# A 2 week old lucky



## lucky (Jan 8, 2011)

Just come across this photo, I really wanted the boy second from the left too but at the time could only have 1 dog  ... the breeder is having another litter next spring so maybe I will be able to get a boy then 

Can you tell which one is her :tongue:


----------



## 3Musketeers (Nov 4, 2010)

Lucky is the third one, duhh :biggrin:
If you can, go for it! Two dogs are better than one, but remember they'll also be double the trouble, LOL.


----------



## lucky (Jan 8, 2011)

LOL she absolutely loves other dogs and so do I so would definately be worth it  ... As long as we are in our own place by next spring then I will definately go for it


----------



## Janet At Nutro (Mar 11, 2011)

I would of had a hard time choosing between the two.
I really like Lucky's markings.


----------



## rannmiller (Jun 27, 2008)

Awww babies!!! that little boy is awfully cute, I don't know how you didn't just steal them all!


----------



## kathylcsw (Jul 31, 2011)

What beautiful puppies! My son would have been all over the tricolor faced one! I hope that you can get another one in the spring. You should go for a male because I have read that 2 female JRT's together can get into some serious fights.

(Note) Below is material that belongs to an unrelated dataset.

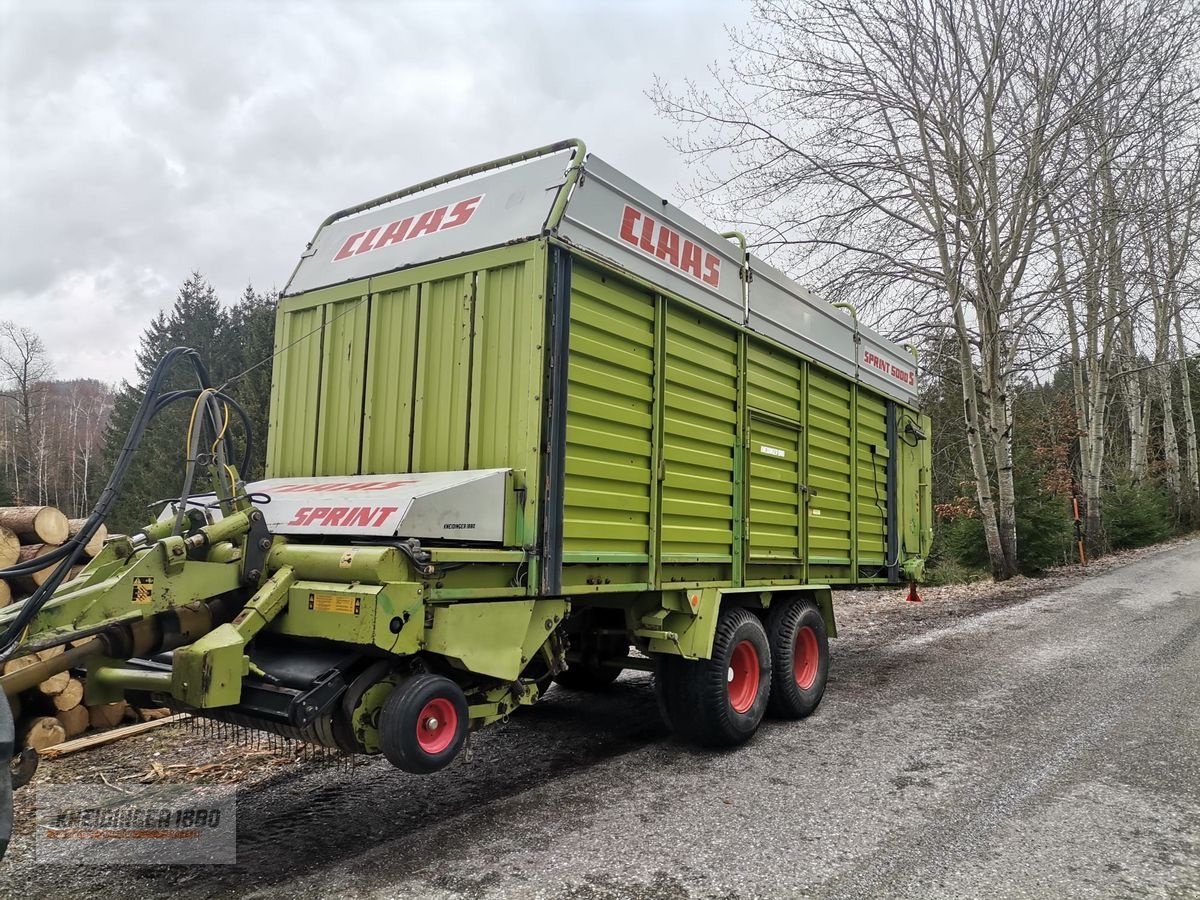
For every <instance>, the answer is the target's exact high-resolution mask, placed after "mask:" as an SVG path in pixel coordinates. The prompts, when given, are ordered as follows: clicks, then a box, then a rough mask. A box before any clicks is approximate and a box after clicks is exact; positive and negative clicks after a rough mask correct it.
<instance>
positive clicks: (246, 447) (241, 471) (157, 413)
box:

I have pictures of Lola from the day she was born thanks to FaceBook. It is fun to see how much they change. I was noticing last night that Lola is losing the puppy look and getting muscled in her chest. At what age did Lucky stop growing? I always read that small breeds are pretty much grown by 6 months but if that is true Lola is going to be small. At 5 months she is 7.5 lbs and has a small body frame.


----------



## lucky (Jan 8, 2011)

kathylcsw said:


> What beautiful puppies! My son would have been all over the tricolor faced one! I hope that you can get another one in the spring. You should go for a male because I have read that 2 female JRT's together can get into some serious fights.
> 
> I have pictures of Lola from the day she was born thanks to FaceBook. It is fun to see how much they change. I was noticing last night that Lola is losing the puppy look and getting muscled in her chest. At what age did Lucky stop growing? I always read that small breeds are pretty much grown by 6 months but if that is true Lola is going to be small. At 5 months she is 7.5 lbs and has a small body frame.


Lucky stopped growing at about 1 year old, she weighs 12lb now and is about 9" tall. She is very muscly though  

Yes I definately want a boy next, lucky is spayed so will be no issues there  ... I want one with a bit more colour on the face next time, lucky is almost all white


----------